When I first went to collage and started teaching I thought, I hated contemporary dance. Why is someone dancing in a tea bag I thought? Why on earth would you just walk about the stage and occasionally do a 'gymnastic' movement with your fellow dancer? How can it be 'dance' when all you are doing is gesturing, not pointing your toes and pushing, shoving and rolling on the floor with your fellow dancers?
I started teaching GCSE and A Level Dance around 2006. This opened my eyes to professional dance works that were not in my radar. My first knowledge of Marie Rambert was when my Mother told me that her cousin had been in the Ballet Rambert. This was in the early days when Marie Ramberts company concentrated on classical dance. When I started to research the company from 1966 when Marie chose Norman Morrice as Associate Director, I was amazed at the wealth of pieces. Glen Tetley's Pierrot Lunaire 1967 and Christopher Bruce's Ghost Dances 1981. This led to the most recent specification of professional works for GCSE Dance. Artificial Things by Stopgap Dance, Emancipation of Expression by Boy Blue and Within Her Eyes by James Cousins. To be honest they blew my mind!

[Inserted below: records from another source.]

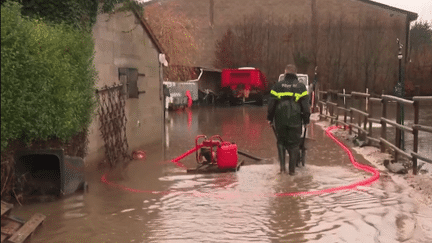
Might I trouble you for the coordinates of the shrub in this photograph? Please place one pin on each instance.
(48, 78)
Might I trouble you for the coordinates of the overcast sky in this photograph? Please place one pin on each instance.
(422, 7)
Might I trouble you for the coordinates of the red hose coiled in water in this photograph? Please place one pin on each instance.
(366, 168)
(352, 186)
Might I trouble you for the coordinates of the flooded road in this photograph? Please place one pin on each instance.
(158, 202)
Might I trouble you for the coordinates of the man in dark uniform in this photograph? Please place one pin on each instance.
(289, 107)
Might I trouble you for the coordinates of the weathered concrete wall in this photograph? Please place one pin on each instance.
(121, 42)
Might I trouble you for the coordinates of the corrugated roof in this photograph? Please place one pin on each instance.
(147, 28)
(412, 16)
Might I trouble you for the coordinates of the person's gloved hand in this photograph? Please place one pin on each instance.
(306, 120)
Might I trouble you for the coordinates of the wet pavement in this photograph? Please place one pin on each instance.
(159, 202)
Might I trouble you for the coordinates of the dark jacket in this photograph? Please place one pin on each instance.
(289, 102)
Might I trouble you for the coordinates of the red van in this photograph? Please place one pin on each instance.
(244, 85)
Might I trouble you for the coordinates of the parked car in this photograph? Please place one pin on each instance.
(243, 85)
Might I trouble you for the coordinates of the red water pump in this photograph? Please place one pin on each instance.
(216, 151)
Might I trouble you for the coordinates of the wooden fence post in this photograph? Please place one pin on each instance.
(370, 110)
(398, 131)
(415, 133)
(383, 124)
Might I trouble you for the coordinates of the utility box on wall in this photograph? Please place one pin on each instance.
(43, 172)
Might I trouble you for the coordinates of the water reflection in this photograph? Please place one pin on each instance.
(234, 207)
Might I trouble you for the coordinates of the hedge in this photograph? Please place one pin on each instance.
(47, 78)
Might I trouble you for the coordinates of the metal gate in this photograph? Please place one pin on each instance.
(113, 120)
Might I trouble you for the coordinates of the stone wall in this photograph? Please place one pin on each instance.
(121, 42)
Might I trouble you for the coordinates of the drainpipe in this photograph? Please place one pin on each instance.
(199, 76)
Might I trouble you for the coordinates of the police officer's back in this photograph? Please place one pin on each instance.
(289, 107)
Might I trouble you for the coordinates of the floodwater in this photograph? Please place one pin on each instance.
(159, 202)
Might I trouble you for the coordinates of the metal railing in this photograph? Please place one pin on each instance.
(360, 112)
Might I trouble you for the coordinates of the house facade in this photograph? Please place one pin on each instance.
(126, 52)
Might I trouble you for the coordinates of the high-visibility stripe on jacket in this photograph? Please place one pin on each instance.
(297, 96)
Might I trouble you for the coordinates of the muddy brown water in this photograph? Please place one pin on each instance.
(234, 207)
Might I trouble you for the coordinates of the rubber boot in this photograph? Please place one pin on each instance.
(281, 153)
(294, 154)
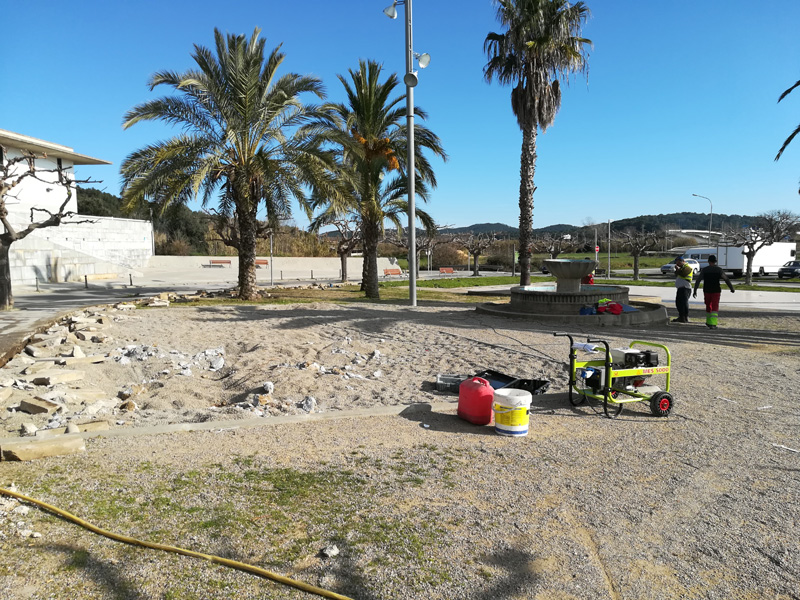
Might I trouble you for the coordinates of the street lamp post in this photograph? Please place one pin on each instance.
(710, 214)
(410, 79)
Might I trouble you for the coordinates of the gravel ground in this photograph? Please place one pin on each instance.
(702, 504)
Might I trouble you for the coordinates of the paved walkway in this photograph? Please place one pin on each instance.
(35, 308)
(773, 301)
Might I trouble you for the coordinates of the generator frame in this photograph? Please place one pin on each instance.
(612, 397)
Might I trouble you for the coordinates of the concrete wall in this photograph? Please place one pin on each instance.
(283, 268)
(48, 193)
(34, 259)
(103, 248)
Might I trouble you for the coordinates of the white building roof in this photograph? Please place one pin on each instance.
(19, 141)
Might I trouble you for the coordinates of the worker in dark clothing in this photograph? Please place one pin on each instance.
(712, 290)
(683, 283)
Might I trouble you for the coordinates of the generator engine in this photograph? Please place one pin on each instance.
(621, 358)
(629, 358)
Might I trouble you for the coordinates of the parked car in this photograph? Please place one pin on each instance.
(669, 268)
(790, 269)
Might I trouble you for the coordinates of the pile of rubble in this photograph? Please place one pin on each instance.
(50, 388)
(13, 519)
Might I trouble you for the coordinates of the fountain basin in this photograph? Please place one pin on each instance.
(545, 299)
(569, 272)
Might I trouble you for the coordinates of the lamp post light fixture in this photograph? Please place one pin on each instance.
(411, 80)
(710, 215)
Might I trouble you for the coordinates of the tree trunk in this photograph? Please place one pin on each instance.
(527, 168)
(248, 286)
(370, 282)
(748, 279)
(6, 298)
(343, 260)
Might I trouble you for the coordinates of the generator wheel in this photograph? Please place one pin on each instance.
(661, 404)
(576, 398)
(612, 409)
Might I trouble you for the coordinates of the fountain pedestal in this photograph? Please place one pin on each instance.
(569, 273)
(561, 303)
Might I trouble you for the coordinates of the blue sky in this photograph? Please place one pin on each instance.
(681, 95)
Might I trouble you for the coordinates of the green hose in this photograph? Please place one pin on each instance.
(209, 557)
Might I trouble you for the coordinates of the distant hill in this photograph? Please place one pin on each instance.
(683, 220)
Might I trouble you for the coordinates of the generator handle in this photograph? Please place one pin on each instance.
(572, 356)
(605, 343)
(666, 351)
(607, 380)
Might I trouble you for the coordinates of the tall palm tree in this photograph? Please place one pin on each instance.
(371, 141)
(247, 140)
(796, 130)
(541, 45)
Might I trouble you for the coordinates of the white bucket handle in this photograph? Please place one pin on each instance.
(502, 412)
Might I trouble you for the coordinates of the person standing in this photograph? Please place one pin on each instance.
(683, 283)
(712, 290)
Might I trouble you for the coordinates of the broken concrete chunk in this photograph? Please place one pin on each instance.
(35, 406)
(28, 429)
(65, 444)
(81, 427)
(128, 405)
(85, 396)
(99, 406)
(86, 360)
(54, 376)
(35, 351)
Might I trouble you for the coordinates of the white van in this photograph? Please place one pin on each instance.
(700, 255)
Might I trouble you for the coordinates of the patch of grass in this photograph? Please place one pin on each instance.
(78, 560)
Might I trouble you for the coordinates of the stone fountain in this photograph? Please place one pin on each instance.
(563, 301)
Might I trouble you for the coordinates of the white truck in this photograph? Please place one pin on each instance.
(767, 259)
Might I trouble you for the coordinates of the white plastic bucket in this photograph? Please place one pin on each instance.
(511, 411)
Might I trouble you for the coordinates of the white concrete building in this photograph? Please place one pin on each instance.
(105, 247)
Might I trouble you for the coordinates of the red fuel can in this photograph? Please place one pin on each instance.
(475, 401)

The more I watched the pieces and delved into the why, what and where, the more I understood and discovered that dance has so many layers.
Just like Tubular Bells went against the convention of the day, but when you listened to the whole album the instruments built up and made sense, dance and its many genres continues to build. From humble beginnings it builds to a crescendo. Like life. You start from no where but who knows where your path will lead you?